Mono3D Detection 整理


本文整理了单目3D目标检测的相关工作

0.Introduction of 3D Object Detection

在缺乏深度信息的情况下,根据RGB图像恢复3D结构是一个不适定问题。但是在提供先验信息的情况下,这个任务也能取得不错的效果。
在具体的方案实现上,总体可以分为四条路线:

  1. Proposal-based的方案,先生成3D proposal ,再根据设定的方案对proposal进行排序,从而得到最后的结果
  2. RGB-only的方案,将3D框的各组成项解耦,直接从RGB中回归各组成项再组合成3D框
  3. Perspective transformation的方案,将原始的输入图像换一种表达形式(此处不包含借助depth进行3D结构恢复的方案)
  4. Pseudo-LiDAR的方案 ,本质上都是在RGB图像上进行深度估计,恢复3D结构,然后在视觉点云上进行3D检测

以下将一些代表性的论文粗略分为上述四个类别,按照时间线进行简单的回顾。

1.Proposal-based

2016—CVPR—Mono3D

[Paper] [Code]

Mono3D first samples candidates based on the ground prior and scores them with semantic/instance segmentation, contextual information, object shape, and location prior.
MonoFlex

在3D空间中生成proposal,投影回2D后结合分割、形状、位置先验进行评分,最后保留的作为结果。

2019—ICIP-Shift RCNN

[Paper] [Code]

avoids dense proposal sampling by “actively” regressing the offset from the Deep3DBox proposal. They feed all the known 2D and 3D bbox info into a fast and simple fully connected network called ShiftNet and refine the 3D location

2019—ICCV—MonoDIS

[Paper] [Code]

Instead of directly supervising each of the components of 2D and 3D bbox output, it takes a holistic view of bbox regression and uses 2D (signed) IoU loss and 3D corner loss. These losses are hard to train in general, so it proposes a disentanglement technique by fixing all elements but one group (including one or more elements) to ground truth and calculate the loss, essentially training only parameters in that group.

2019—CVPR—MonoPSR

It generates 3D proposal first and then reconstructing local point cloud of dynamic objects.
The reconstruction branch regresses a local point cloud of the object and compares it with the GT in point cloud and camera (after projection).

2020—CVPR—D4LCN

took the idea of depth-aware convolution from M3D-RPN even further by introducing a dynamic filter prediction branch. This additional branch which takes in the depth prediction as input and generates a filter feature volume, which generates different filters for each specific location in terms of both weights and dilation rates.

RGB Image only

基于RGB图像直接得到3D框通常是通过借助关键点、目标形状、2D-3D的几何一致性约束等来进行3D框的解耦从而得到最后的结果。
关注的目标大尺寸大多有相似的尺寸,这个信息对于估计到目标的距离有很大的帮助。
很多方法延续2D的方法来预测关键点。

2016—CVPR—Deep3DBox

对于3D框的回归,分成了三个分支。一个分支预测目标框的size相当于一类目标的均值的偏差,另外两个分支用于预测角度。角度的回归使用的是MultiBin的方法,预测每个bin的置信度以及角度的正弦和余弦。得到2D的结果和3D的结果后,使用最小二乘法通过最小化重投影误差计算目标框的位置。
缺点在于非常依赖于2D框的精度。
image.png

2017—CVPR—Deep MANTA

本文是这一方案的先驱。首先使用级联的faster RCNN的架构来回归2D框、分类和模板的相似度。然后使用预先选择好的3D CAD模型,使用EpnP算法进行2D/3D的匹配。

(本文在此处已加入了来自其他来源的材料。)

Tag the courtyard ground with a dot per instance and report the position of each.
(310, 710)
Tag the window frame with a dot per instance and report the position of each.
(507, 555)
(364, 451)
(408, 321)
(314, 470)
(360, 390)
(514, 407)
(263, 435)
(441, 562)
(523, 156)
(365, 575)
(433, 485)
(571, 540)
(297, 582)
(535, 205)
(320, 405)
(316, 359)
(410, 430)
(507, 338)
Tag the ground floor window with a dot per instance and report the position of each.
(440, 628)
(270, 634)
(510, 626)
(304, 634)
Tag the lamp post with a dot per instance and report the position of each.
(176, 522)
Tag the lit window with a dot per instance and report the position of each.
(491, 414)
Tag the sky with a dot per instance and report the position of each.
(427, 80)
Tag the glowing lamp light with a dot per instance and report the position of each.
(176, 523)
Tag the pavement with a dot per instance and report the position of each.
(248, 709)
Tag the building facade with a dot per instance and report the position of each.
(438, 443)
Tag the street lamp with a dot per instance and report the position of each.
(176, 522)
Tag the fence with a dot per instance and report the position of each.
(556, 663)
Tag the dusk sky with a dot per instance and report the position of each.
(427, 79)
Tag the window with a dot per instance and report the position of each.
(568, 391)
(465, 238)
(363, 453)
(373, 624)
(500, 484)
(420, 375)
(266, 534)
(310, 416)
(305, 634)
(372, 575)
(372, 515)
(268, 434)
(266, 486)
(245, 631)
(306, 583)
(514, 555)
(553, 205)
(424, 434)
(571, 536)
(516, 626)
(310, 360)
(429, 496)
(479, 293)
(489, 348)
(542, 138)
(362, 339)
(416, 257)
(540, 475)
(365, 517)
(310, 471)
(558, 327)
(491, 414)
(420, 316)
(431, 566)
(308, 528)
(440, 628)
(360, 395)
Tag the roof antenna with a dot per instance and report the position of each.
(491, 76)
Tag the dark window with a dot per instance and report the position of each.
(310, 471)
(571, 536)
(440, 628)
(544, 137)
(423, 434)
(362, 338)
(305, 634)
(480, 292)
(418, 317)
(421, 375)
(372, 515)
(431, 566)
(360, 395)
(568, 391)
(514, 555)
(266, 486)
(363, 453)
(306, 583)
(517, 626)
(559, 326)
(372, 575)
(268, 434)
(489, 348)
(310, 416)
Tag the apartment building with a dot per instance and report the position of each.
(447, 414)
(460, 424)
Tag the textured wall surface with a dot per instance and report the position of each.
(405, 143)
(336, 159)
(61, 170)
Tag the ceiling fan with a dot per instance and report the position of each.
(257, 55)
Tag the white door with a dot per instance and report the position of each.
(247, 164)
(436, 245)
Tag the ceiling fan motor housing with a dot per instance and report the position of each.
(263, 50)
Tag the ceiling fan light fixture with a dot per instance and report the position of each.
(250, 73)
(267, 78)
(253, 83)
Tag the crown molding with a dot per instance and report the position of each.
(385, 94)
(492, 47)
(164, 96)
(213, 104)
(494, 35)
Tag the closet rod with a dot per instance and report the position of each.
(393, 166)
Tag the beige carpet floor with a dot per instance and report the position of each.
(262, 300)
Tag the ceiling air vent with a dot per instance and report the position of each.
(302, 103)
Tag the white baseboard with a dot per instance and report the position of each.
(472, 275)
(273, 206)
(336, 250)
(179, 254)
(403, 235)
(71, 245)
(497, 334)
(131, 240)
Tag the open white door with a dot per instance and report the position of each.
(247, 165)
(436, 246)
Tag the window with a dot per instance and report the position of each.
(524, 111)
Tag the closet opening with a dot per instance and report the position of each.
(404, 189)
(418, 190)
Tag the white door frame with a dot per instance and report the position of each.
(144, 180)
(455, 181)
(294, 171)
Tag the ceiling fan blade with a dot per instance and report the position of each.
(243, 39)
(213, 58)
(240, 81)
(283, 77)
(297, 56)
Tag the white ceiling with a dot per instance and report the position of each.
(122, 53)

2018—IROS—The Earth ain’t Flat

本文目标在陡峭和分级的道路上对车辆进行单目重建。一个关键设计在于从单目图像中估计3D shape和6自由度。本文参考Deep MANTA进行3D model的匹配,但不是从所有可能的 3D 形状模板中挑选出最好的一个,而是使用基本向量和变形系数来捕捉车辆的形状。

2019—CVPR—RoI-10D

10D=6DoF pose + 3DoF size + 1D shape space

2019-AAAI-MonoGRNet

[Paper] [Code]
本文是由多个子网构成的统一网络,包括2D目标检测、实例深度估计、3D定位和局部角回归。
pixel-wise的深度估计最小化的是整张图像的所有像素得到一个平均最优估计,一些只占据了很小面积的目标就会被忽略了。
本文的核心思想是将3D定位问题解耦成几个循序渐进的子任务。
本文回归的是3D中心点的投影和粗糙的实例深度,然后使用两者估计粗糙的3D位置。它强调了2D框的中心点和3D框中心点在2D图像上的投影的不同。
本文没有直接回归更好观察的角度,而是回归了8个顶点相对于3D中心点的偏移。

2019-ICCV-MVRA

It introduces a 3D reconstruction layer to lift 2D to 3D instead of solving an over-constrained equation, with two losses in two different spaces: 1) IoU loss in perspective view, between the reprojected 3D bbox and the 2d bbox in IoU, and 2) L2 loss in BEV loss between estimated distance and gt distance.
It recognizes that deep3DBox does not handle truncated box well, as not four sides of the bounding box now correspond to the real physical extent of the vehicle.

2019—CVPR—CenterNet—Objects as Points

[Paper] [Code]
本文认为许多方法列出全部潜在的目标框是一个计算冗余且不够高效的方案,本文将目标视作single point,利用关键点估计来回归每个目标框的中心点及其其他属性,如size、3D位置、朝向、甚至姿态。
在head部分的设计,是通过heatmap得到目标的位置,因此不需要NMS之类的后处理操作,也无需进行目标框的组合。对比anchor-based的方案来说,CenterNet要简单方便许多。

GPP—Ground Plane Polling

本文使用3D框标注生成虚拟的2D关键点。

2020—RTM3D—Real-time Monocular 3D Detection from Object Keypoints for Autonomous Driving

This article uses virtual keypoints and use CenterNet-like structure to directly detect the 2d projection of all 8 cuboid vertices + cuboid center. The paper also directly regresses distance, orientation, size. Instead of using these values to form cuboids directly, these values are used as the initial values (priors) to initialize the offline optimizer to generate 3D bboxes.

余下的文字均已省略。